Lewis snorted again.

‘You all right, Paul?' said May. ‘You want to rest?'

Paul shook his head angrily. ‘I want to work,' he said.

V

W
ithin a few hours of his waking he knew the place where he was to spend the rest of his life. Four work-chambers opened off the main common room, two on each side. There was also a little kitchen, and opposite it the sanitary unit. At one end of the long chamber was an airlock leading to the outer layers of the station. At the other was another airlock, this time leading to another suite of living quarters where the woman Vandamme worked and slept alone.

And that was all.

The work-chambers were identical in size and shape: globes some four metres in diameter with a floor inserted about a third of the way up to give purchase for the feet.
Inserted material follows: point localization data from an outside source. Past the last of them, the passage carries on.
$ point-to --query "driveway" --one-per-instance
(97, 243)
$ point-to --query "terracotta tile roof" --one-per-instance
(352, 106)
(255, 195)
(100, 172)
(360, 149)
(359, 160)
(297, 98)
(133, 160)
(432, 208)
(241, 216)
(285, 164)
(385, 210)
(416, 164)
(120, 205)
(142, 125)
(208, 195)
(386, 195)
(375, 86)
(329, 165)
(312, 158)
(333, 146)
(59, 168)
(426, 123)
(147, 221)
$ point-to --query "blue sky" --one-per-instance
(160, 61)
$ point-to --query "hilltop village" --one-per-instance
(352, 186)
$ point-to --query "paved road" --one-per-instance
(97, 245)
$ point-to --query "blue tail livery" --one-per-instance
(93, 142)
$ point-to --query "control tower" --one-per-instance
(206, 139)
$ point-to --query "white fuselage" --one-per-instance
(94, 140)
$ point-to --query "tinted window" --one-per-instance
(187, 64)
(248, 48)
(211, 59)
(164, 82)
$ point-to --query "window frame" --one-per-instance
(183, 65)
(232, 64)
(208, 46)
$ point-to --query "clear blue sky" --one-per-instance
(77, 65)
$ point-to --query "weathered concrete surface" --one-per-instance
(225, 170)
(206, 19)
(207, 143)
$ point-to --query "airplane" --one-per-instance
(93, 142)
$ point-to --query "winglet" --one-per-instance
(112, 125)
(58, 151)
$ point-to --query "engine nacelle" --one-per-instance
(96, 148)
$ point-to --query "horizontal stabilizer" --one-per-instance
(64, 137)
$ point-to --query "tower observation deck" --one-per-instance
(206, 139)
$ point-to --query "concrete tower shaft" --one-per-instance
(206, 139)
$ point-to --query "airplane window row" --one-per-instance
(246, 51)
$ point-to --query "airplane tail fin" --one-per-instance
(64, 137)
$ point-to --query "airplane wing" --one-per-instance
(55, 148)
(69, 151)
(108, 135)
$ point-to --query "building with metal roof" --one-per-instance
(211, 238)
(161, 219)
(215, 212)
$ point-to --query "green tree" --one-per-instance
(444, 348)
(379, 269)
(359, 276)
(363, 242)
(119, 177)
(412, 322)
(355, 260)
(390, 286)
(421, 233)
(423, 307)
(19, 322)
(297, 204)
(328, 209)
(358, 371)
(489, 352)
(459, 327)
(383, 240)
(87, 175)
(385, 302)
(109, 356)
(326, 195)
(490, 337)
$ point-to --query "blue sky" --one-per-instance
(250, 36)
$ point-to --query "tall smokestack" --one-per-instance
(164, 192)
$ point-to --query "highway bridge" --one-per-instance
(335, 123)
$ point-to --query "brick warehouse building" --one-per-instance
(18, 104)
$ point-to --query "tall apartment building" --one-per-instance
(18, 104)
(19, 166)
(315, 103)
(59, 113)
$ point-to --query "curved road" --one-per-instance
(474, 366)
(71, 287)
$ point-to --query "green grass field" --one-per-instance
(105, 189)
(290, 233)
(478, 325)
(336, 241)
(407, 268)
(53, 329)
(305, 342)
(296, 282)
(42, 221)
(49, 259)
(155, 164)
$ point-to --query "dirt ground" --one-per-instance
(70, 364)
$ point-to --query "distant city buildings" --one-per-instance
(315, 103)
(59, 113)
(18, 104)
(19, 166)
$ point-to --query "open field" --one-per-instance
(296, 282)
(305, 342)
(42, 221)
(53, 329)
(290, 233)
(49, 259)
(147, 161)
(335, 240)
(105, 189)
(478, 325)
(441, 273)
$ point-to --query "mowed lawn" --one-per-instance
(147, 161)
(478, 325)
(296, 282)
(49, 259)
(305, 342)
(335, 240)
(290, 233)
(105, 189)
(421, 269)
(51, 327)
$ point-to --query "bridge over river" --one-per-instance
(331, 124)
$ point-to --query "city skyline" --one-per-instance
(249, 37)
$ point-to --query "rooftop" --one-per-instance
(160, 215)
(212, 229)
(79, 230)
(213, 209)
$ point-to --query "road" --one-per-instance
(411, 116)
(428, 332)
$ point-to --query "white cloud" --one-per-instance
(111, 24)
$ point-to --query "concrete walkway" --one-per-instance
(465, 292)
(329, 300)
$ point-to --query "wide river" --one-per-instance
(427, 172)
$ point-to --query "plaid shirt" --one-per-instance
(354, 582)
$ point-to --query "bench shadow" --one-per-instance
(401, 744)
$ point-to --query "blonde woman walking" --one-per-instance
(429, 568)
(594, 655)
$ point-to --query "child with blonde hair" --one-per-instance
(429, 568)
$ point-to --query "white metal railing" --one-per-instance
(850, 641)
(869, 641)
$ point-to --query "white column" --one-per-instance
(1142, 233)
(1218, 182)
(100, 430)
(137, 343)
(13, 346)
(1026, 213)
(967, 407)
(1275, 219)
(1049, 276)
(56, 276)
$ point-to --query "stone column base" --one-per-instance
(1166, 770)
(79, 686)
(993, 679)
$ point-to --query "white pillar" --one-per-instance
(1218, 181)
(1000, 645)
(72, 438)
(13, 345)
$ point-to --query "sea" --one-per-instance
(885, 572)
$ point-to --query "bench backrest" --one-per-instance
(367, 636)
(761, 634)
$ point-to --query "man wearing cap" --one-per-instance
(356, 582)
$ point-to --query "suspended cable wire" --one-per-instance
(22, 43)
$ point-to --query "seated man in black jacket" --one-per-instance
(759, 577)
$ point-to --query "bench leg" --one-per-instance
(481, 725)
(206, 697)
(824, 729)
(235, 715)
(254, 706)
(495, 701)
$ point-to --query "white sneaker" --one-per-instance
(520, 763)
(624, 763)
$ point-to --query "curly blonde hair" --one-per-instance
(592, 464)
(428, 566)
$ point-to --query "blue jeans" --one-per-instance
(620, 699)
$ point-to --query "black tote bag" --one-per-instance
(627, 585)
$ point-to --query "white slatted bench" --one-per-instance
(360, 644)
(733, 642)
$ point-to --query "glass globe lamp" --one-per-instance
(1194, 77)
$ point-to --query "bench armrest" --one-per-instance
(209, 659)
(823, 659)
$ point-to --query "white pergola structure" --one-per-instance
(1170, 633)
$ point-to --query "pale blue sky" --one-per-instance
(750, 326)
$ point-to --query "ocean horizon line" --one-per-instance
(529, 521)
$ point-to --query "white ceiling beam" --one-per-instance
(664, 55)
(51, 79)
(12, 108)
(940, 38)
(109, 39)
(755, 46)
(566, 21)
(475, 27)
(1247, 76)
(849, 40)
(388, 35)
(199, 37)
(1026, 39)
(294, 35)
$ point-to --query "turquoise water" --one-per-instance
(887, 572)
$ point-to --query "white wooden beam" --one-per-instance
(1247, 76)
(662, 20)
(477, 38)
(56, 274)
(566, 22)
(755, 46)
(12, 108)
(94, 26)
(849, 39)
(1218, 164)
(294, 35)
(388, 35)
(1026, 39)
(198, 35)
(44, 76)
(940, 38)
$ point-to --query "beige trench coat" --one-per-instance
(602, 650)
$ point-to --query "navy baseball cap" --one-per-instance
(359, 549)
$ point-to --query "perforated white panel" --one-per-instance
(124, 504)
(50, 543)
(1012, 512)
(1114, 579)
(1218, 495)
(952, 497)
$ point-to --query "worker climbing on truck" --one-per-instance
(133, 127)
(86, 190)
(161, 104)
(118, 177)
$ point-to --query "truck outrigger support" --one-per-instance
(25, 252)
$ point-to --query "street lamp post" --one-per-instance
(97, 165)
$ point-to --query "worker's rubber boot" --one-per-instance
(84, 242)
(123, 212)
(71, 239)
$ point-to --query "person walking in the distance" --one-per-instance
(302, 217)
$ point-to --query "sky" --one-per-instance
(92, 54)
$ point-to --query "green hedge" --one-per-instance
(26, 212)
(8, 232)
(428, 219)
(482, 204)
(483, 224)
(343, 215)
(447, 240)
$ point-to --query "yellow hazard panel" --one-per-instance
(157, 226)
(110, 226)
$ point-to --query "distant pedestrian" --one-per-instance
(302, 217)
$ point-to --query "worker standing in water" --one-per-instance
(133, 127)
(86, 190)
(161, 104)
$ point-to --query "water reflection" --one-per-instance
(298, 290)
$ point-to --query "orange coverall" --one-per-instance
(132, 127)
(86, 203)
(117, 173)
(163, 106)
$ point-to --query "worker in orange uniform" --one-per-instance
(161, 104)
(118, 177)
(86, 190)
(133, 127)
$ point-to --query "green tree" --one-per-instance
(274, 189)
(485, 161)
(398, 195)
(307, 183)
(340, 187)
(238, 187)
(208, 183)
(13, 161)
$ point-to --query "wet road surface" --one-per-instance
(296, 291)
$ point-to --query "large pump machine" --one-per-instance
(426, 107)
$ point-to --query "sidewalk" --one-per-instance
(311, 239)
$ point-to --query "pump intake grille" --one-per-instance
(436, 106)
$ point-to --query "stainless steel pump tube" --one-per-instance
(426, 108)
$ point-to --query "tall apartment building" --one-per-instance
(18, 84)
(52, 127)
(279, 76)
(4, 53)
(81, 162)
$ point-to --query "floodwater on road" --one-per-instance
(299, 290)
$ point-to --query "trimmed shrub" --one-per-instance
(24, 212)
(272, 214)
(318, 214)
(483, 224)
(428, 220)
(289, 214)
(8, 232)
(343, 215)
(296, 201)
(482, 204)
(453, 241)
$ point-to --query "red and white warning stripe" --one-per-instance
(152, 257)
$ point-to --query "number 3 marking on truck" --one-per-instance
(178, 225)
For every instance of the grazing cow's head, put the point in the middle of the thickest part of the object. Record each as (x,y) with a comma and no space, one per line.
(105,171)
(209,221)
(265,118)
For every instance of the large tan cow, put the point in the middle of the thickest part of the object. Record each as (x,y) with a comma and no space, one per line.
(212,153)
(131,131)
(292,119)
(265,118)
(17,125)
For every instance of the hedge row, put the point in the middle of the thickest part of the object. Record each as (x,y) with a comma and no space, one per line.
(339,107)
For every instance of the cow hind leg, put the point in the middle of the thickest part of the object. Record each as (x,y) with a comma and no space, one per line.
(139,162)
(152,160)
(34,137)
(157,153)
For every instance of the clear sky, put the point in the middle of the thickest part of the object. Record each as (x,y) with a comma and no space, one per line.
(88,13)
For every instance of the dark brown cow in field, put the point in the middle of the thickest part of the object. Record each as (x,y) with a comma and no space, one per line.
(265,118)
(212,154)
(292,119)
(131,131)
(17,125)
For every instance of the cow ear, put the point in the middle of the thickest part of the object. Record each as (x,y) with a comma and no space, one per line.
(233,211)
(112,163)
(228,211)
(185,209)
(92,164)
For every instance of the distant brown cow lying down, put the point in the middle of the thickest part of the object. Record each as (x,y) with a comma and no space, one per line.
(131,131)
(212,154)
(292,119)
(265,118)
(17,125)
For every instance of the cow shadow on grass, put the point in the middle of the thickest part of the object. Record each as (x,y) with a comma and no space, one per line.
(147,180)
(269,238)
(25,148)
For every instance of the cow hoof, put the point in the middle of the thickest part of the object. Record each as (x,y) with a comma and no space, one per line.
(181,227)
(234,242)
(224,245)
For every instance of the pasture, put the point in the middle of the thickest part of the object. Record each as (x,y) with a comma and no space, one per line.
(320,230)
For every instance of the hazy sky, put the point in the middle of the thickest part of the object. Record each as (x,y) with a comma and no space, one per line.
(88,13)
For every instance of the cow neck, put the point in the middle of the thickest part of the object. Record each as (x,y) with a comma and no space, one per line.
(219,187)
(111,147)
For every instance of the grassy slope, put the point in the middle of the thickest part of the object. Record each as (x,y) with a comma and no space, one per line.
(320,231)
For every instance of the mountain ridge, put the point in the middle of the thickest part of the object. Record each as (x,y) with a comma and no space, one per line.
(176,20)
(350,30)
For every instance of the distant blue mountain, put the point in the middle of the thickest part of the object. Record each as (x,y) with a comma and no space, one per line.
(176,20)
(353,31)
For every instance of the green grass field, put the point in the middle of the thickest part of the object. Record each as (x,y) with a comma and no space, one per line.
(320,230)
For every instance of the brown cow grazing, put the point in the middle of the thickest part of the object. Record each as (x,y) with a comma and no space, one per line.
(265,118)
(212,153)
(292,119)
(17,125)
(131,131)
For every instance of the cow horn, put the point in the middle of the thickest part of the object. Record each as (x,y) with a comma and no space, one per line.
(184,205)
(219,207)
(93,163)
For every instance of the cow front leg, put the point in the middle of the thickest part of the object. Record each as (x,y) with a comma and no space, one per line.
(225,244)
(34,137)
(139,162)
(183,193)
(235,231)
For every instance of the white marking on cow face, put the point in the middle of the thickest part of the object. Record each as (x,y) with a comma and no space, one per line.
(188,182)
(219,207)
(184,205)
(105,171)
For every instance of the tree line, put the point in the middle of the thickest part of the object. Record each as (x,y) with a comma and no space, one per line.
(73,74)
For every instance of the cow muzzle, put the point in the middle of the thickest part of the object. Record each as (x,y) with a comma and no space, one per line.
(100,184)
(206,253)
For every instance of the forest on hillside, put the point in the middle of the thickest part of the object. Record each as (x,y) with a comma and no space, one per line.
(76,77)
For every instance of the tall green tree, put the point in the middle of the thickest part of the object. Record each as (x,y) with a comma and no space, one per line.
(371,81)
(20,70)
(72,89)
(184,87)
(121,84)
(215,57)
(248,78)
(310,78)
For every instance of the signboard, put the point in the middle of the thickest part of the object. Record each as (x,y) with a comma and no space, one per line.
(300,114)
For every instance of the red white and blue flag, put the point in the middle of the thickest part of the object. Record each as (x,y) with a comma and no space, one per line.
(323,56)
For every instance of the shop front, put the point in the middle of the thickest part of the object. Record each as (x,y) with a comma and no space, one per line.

Hand-holds studded the walls at intervals. Each pair of work-chambers had a little two-person sleeping cell sited between them. One of these work-and-sleeping suites was his. It was different from the one that May and Lewis inhabited only in that he had not yet set any displays,
so the walls and ceiling of his three rooms were all blank.

It was slightly cooler too. The light had a shimmery, misty quality. Tiny beads of moisture were gathering on one area of the wall. It was Paul's own breath, condensing on the cold surface as he sat in his little capsule of dense, warm air. The shimmering of the light told him what the wall concealed: that behind that glowing barrier the temperature fell sharply (and at this moment was probably even lower than it should be). Beyond the wall lay another chamber, one where the air was too thin and cold for a human to survive unaided. And beyond that would be another, and another, each with a pressure and a temperature that was lower than the last, until finally there was nothing but the skin of the station and the enormous, frozen void outside.